The advocacy for congressional help comes by way of a July 23 letter sent to legislative leadership addressing the proposed cuts to payment that affect some three dozen professions. The letter — signed by 110 organizations in a call for both short-term and long-term assistance — is part history lesson, part call for immediate action, and part critique of the current fee schedule system's overall budget neutrality requirements.

Targeted Help Now, Wholesale Revaluation in the Long Term

The organizations that signed onto the letter, which include the American Medical Association, the American Academy of Family Physicians, and the Society of Thoracic Surgeons as well as APTA, the American Occupational Therapy Association, and the American Speech-Language-Hearing Association, call for Congress to do what it did last year: increase funding to CMS that would allow it to mitigate the severity of the proposed cuts. Specifically, the groups ask lawmakers to provide enough funding for CMS to increase the conversion factor — the mechanism by which the agency is enacting the reductions.

But that's not where the group stops. The letter also urges Congress to reconsider requirements that CMS must maintain budget neutrality — the mandate that CMS says made the cuts necessary in the first place. The letter states that budget neutrality undermines the central goals of the fee schedule to ensure appropriate and timely care and to do it in ways that involve collaborative work among providers.

"Instead, physicians, therapists, and other health care providers are forced into an adversarial role," the letter states. "The result is that patients suffer as providers adjust to unpredictable and excessive reductions to reimbursement that inhibit their ability to ensure beneficiaries have access to the care they need; services that improve outcomes."

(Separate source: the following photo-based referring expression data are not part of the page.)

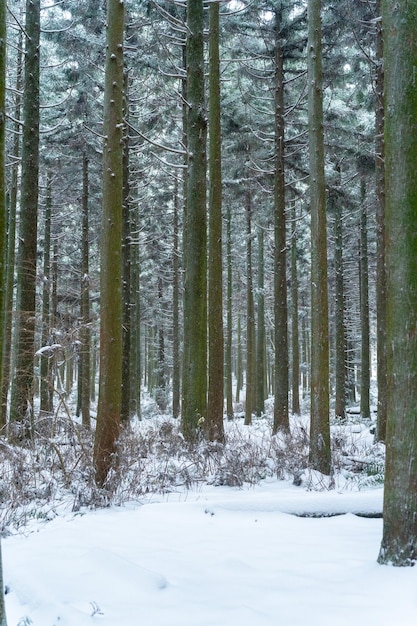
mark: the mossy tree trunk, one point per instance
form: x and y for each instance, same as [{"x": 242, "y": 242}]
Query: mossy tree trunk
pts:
[
  {"x": 85, "y": 353},
  {"x": 46, "y": 382},
  {"x": 281, "y": 418},
  {"x": 3, "y": 202},
  {"x": 364, "y": 307},
  {"x": 229, "y": 336},
  {"x": 295, "y": 340},
  {"x": 110, "y": 375},
  {"x": 215, "y": 396},
  {"x": 11, "y": 232},
  {"x": 194, "y": 387},
  {"x": 21, "y": 404},
  {"x": 399, "y": 541},
  {"x": 320, "y": 456},
  {"x": 250, "y": 319},
  {"x": 381, "y": 279}
]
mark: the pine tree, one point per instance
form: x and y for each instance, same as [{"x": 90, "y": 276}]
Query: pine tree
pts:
[
  {"x": 399, "y": 541},
  {"x": 21, "y": 404},
  {"x": 320, "y": 456},
  {"x": 110, "y": 375}
]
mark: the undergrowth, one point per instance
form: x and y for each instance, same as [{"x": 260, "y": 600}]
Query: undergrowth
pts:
[{"x": 55, "y": 468}]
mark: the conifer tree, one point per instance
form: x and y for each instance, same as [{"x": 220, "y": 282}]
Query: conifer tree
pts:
[
  {"x": 399, "y": 541},
  {"x": 110, "y": 375},
  {"x": 21, "y": 404},
  {"x": 320, "y": 457}
]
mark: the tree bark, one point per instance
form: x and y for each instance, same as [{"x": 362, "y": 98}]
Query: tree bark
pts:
[
  {"x": 320, "y": 456},
  {"x": 281, "y": 418},
  {"x": 215, "y": 397},
  {"x": 399, "y": 541},
  {"x": 110, "y": 376},
  {"x": 194, "y": 388},
  {"x": 21, "y": 404}
]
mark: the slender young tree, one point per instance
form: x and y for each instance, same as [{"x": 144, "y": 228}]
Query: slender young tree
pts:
[
  {"x": 399, "y": 541},
  {"x": 21, "y": 404},
  {"x": 85, "y": 335},
  {"x": 381, "y": 280},
  {"x": 110, "y": 375},
  {"x": 215, "y": 395},
  {"x": 281, "y": 419},
  {"x": 194, "y": 387},
  {"x": 3, "y": 275},
  {"x": 3, "y": 204},
  {"x": 320, "y": 456}
]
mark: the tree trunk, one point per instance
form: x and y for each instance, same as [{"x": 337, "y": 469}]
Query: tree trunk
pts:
[
  {"x": 250, "y": 318},
  {"x": 295, "y": 341},
  {"x": 364, "y": 308},
  {"x": 215, "y": 396},
  {"x": 194, "y": 388},
  {"x": 320, "y": 456},
  {"x": 110, "y": 376},
  {"x": 126, "y": 265},
  {"x": 176, "y": 370},
  {"x": 46, "y": 383},
  {"x": 399, "y": 541},
  {"x": 3, "y": 214},
  {"x": 260, "y": 342},
  {"x": 340, "y": 330},
  {"x": 228, "y": 359},
  {"x": 85, "y": 352},
  {"x": 381, "y": 278},
  {"x": 21, "y": 404},
  {"x": 281, "y": 419}
]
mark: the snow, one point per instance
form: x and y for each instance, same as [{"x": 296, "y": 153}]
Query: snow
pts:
[{"x": 211, "y": 556}]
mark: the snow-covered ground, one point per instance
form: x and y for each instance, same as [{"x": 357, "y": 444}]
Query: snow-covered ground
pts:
[{"x": 212, "y": 556}]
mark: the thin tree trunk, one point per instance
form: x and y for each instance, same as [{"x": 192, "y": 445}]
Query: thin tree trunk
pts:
[
  {"x": 295, "y": 340},
  {"x": 281, "y": 418},
  {"x": 250, "y": 318},
  {"x": 85, "y": 353},
  {"x": 21, "y": 404},
  {"x": 229, "y": 337},
  {"x": 46, "y": 384},
  {"x": 381, "y": 280},
  {"x": 176, "y": 374},
  {"x": 260, "y": 343},
  {"x": 11, "y": 234},
  {"x": 320, "y": 455}
]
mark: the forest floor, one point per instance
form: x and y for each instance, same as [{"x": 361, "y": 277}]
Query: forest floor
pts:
[{"x": 214, "y": 538}]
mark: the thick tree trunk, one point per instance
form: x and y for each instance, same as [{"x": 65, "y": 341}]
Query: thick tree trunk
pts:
[
  {"x": 215, "y": 397},
  {"x": 21, "y": 405},
  {"x": 399, "y": 542},
  {"x": 320, "y": 457},
  {"x": 110, "y": 376},
  {"x": 194, "y": 388}
]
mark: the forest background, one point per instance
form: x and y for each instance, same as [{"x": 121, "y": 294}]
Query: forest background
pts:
[{"x": 228, "y": 273}]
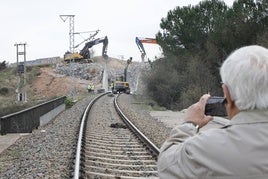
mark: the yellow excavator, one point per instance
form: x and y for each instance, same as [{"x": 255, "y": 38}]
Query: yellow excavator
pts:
[{"x": 84, "y": 53}]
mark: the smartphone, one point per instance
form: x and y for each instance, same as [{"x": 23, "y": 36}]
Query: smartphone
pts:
[{"x": 215, "y": 106}]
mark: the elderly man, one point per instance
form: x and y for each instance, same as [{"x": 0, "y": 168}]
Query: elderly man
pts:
[{"x": 239, "y": 150}]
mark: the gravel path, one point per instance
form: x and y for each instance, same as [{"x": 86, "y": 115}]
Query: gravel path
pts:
[{"x": 47, "y": 151}]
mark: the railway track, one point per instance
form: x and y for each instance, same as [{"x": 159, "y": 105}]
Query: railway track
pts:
[{"x": 112, "y": 147}]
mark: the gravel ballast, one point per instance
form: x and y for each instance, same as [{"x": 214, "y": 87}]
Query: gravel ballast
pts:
[{"x": 48, "y": 152}]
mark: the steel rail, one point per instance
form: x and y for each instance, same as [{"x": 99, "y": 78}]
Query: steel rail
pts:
[
  {"x": 134, "y": 129},
  {"x": 81, "y": 131}
]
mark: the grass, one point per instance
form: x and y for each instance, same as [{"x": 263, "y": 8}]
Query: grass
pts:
[{"x": 9, "y": 83}]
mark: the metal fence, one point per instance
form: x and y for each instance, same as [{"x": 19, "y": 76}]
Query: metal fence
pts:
[{"x": 26, "y": 120}]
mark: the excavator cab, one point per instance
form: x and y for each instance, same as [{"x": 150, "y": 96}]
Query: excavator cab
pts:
[{"x": 120, "y": 86}]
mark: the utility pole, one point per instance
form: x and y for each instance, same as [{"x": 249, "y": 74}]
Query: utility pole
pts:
[
  {"x": 21, "y": 69},
  {"x": 71, "y": 30}
]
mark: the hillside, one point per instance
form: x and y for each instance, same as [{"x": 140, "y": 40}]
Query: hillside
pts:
[{"x": 49, "y": 81}]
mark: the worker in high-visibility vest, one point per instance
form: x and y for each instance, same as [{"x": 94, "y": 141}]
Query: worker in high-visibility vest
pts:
[{"x": 90, "y": 88}]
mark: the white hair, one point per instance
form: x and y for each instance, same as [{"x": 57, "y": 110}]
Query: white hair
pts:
[{"x": 245, "y": 73}]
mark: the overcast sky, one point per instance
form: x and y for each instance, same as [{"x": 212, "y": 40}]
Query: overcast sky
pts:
[{"x": 37, "y": 23}]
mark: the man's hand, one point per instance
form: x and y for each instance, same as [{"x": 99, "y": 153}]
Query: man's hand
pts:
[{"x": 196, "y": 112}]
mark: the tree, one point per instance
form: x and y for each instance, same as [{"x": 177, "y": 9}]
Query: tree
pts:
[{"x": 196, "y": 40}]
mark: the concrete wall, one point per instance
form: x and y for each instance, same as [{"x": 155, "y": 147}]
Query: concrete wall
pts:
[{"x": 26, "y": 120}]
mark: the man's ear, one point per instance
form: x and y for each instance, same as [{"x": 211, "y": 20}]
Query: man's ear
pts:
[{"x": 230, "y": 105}]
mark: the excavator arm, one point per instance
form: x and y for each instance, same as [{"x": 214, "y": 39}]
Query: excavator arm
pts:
[
  {"x": 140, "y": 41},
  {"x": 85, "y": 51}
]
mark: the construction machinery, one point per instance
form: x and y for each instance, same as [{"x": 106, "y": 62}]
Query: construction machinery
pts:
[
  {"x": 121, "y": 84},
  {"x": 140, "y": 41},
  {"x": 84, "y": 53}
]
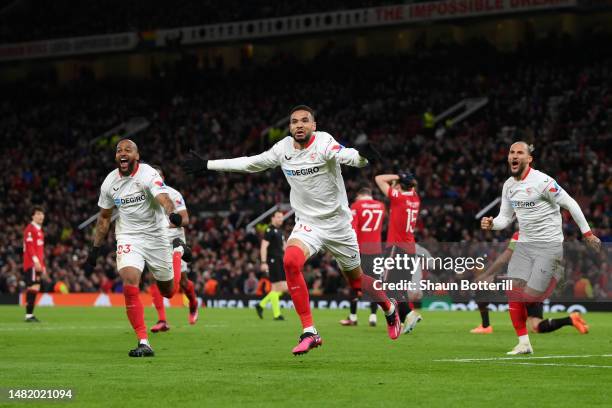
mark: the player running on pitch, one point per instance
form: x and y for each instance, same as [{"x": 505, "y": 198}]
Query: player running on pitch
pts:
[
  {"x": 186, "y": 285},
  {"x": 368, "y": 219},
  {"x": 141, "y": 197},
  {"x": 311, "y": 163},
  {"x": 535, "y": 266},
  {"x": 403, "y": 213}
]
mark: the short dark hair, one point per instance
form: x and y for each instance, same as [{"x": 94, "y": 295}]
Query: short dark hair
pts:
[
  {"x": 36, "y": 209},
  {"x": 364, "y": 190},
  {"x": 302, "y": 107},
  {"x": 158, "y": 169}
]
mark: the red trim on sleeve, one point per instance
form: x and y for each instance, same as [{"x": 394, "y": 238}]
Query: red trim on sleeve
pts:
[
  {"x": 526, "y": 174},
  {"x": 311, "y": 141}
]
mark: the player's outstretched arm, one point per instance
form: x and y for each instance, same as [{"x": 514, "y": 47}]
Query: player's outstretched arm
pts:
[
  {"x": 102, "y": 227},
  {"x": 383, "y": 181},
  {"x": 164, "y": 200},
  {"x": 566, "y": 201},
  {"x": 505, "y": 216},
  {"x": 196, "y": 164}
]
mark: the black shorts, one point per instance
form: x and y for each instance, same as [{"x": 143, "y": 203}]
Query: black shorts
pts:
[
  {"x": 31, "y": 277},
  {"x": 276, "y": 271}
]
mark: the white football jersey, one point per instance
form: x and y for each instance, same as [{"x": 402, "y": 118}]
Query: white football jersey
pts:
[
  {"x": 317, "y": 186},
  {"x": 134, "y": 196},
  {"x": 179, "y": 205},
  {"x": 535, "y": 201}
]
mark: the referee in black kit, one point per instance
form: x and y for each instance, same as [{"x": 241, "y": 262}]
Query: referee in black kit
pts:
[{"x": 271, "y": 255}]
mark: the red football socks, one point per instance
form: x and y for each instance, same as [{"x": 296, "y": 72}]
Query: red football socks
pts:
[
  {"x": 135, "y": 311},
  {"x": 176, "y": 269},
  {"x": 190, "y": 293},
  {"x": 518, "y": 315},
  {"x": 294, "y": 261},
  {"x": 158, "y": 302}
]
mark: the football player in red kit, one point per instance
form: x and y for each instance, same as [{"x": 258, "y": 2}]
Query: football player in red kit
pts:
[
  {"x": 403, "y": 213},
  {"x": 33, "y": 260},
  {"x": 368, "y": 218}
]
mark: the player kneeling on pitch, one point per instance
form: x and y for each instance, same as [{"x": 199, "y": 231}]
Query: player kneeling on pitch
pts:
[{"x": 141, "y": 197}]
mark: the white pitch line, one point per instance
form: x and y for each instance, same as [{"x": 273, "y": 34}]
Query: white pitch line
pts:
[
  {"x": 469, "y": 360},
  {"x": 560, "y": 365}
]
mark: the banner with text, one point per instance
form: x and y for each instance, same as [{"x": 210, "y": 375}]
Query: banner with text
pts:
[
  {"x": 352, "y": 19},
  {"x": 69, "y": 46}
]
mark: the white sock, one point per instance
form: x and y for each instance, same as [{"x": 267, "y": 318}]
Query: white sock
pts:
[{"x": 391, "y": 310}]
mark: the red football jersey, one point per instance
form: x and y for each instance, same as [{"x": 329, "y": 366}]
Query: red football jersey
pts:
[
  {"x": 368, "y": 216},
  {"x": 404, "y": 211},
  {"x": 33, "y": 245}
]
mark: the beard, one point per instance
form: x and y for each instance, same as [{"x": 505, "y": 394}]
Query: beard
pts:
[
  {"x": 305, "y": 138},
  {"x": 519, "y": 171}
]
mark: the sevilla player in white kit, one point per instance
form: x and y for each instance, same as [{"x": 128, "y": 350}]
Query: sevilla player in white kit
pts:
[
  {"x": 311, "y": 163},
  {"x": 186, "y": 285},
  {"x": 141, "y": 197},
  {"x": 535, "y": 267}
]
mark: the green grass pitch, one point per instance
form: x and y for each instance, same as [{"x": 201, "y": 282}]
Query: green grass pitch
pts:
[{"x": 231, "y": 358}]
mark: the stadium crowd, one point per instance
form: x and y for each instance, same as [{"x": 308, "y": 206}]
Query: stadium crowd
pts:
[{"x": 52, "y": 154}]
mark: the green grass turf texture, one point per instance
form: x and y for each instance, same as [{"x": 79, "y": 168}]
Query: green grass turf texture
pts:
[{"x": 232, "y": 358}]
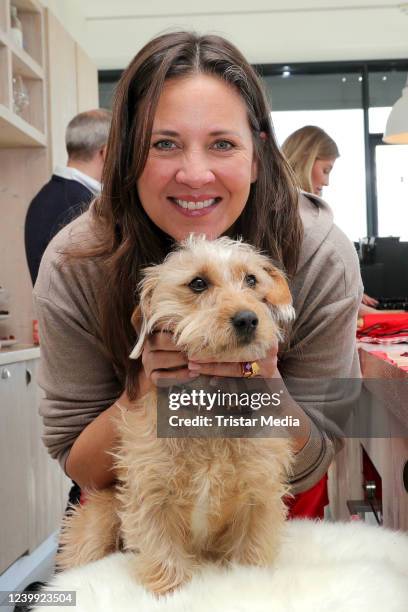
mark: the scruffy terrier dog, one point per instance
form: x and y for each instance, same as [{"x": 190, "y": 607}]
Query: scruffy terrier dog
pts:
[{"x": 180, "y": 502}]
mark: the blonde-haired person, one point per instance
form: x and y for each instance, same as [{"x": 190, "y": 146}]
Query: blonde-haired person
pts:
[{"x": 312, "y": 153}]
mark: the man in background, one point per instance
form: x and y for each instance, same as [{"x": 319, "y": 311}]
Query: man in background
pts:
[{"x": 72, "y": 187}]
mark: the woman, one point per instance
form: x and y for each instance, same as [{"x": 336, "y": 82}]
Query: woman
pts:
[
  {"x": 311, "y": 154},
  {"x": 191, "y": 148}
]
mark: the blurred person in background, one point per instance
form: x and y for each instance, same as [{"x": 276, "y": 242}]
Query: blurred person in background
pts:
[
  {"x": 312, "y": 153},
  {"x": 71, "y": 187}
]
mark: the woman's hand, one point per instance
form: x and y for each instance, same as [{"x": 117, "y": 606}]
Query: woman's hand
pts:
[
  {"x": 369, "y": 301},
  {"x": 267, "y": 366},
  {"x": 163, "y": 361}
]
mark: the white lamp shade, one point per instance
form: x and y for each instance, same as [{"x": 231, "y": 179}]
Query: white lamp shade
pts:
[{"x": 396, "y": 130}]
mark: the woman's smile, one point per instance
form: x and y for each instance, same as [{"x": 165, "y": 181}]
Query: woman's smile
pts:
[{"x": 201, "y": 163}]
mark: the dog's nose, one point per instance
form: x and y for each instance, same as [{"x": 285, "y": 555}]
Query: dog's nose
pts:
[{"x": 245, "y": 323}]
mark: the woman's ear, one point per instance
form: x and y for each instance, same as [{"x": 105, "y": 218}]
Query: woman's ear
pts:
[{"x": 254, "y": 170}]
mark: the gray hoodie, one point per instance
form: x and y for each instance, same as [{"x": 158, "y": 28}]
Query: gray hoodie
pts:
[{"x": 80, "y": 382}]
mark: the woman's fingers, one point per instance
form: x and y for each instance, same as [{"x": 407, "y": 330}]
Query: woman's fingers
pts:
[
  {"x": 233, "y": 369},
  {"x": 163, "y": 378}
]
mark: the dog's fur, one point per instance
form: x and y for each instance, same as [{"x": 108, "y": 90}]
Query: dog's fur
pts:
[{"x": 181, "y": 501}]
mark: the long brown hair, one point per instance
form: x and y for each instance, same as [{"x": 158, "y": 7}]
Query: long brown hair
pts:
[
  {"x": 303, "y": 147},
  {"x": 127, "y": 240}
]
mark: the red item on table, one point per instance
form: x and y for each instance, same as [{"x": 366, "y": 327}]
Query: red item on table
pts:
[
  {"x": 309, "y": 504},
  {"x": 383, "y": 325}
]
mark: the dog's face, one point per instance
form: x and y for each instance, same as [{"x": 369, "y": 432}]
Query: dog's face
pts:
[{"x": 221, "y": 299}]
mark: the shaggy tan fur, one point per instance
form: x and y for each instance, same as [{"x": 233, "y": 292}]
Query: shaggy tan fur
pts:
[{"x": 181, "y": 502}]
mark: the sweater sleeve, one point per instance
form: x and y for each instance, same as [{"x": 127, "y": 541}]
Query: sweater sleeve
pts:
[
  {"x": 77, "y": 379},
  {"x": 76, "y": 374},
  {"x": 327, "y": 294}
]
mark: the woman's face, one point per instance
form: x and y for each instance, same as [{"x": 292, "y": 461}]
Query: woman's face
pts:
[
  {"x": 201, "y": 161},
  {"x": 320, "y": 174}
]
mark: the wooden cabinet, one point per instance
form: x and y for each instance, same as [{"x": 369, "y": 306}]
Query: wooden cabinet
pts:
[
  {"x": 61, "y": 81},
  {"x": 34, "y": 490},
  {"x": 14, "y": 459}
]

The letter also points out that, historically, provider services have been "perennial targets for cuts when policymakers seek to limit spending," even though these services "represent a very modest portion of the overall growth in health care costs." The result, according to the coalition, is provider payment policies that haven't kept up with inflation and practice costs, often resulting in an overall decline in payment over time, once adjusted for inflation.

Part of a Larger Strategy

The letter is just one of the more recent and visible elements of what APTA Vice President of Government Affairs Justin Elliott describes as a multifaceted advocacy effort being conducted on two important fronts: regulatory and legislative.

"We are in full swing with our grassroots push to get members, patients, and other stakeholders to contact CMS to directly address the many problems in the proposed physician fee schedule, and we make that as easy to do as possible," Elliott said. "But we also realize that Congress most likely has a crucial role to play in these issues, so it's imperative that we educate lawmakers now on the need for the changes we describe. The next few months will be critical."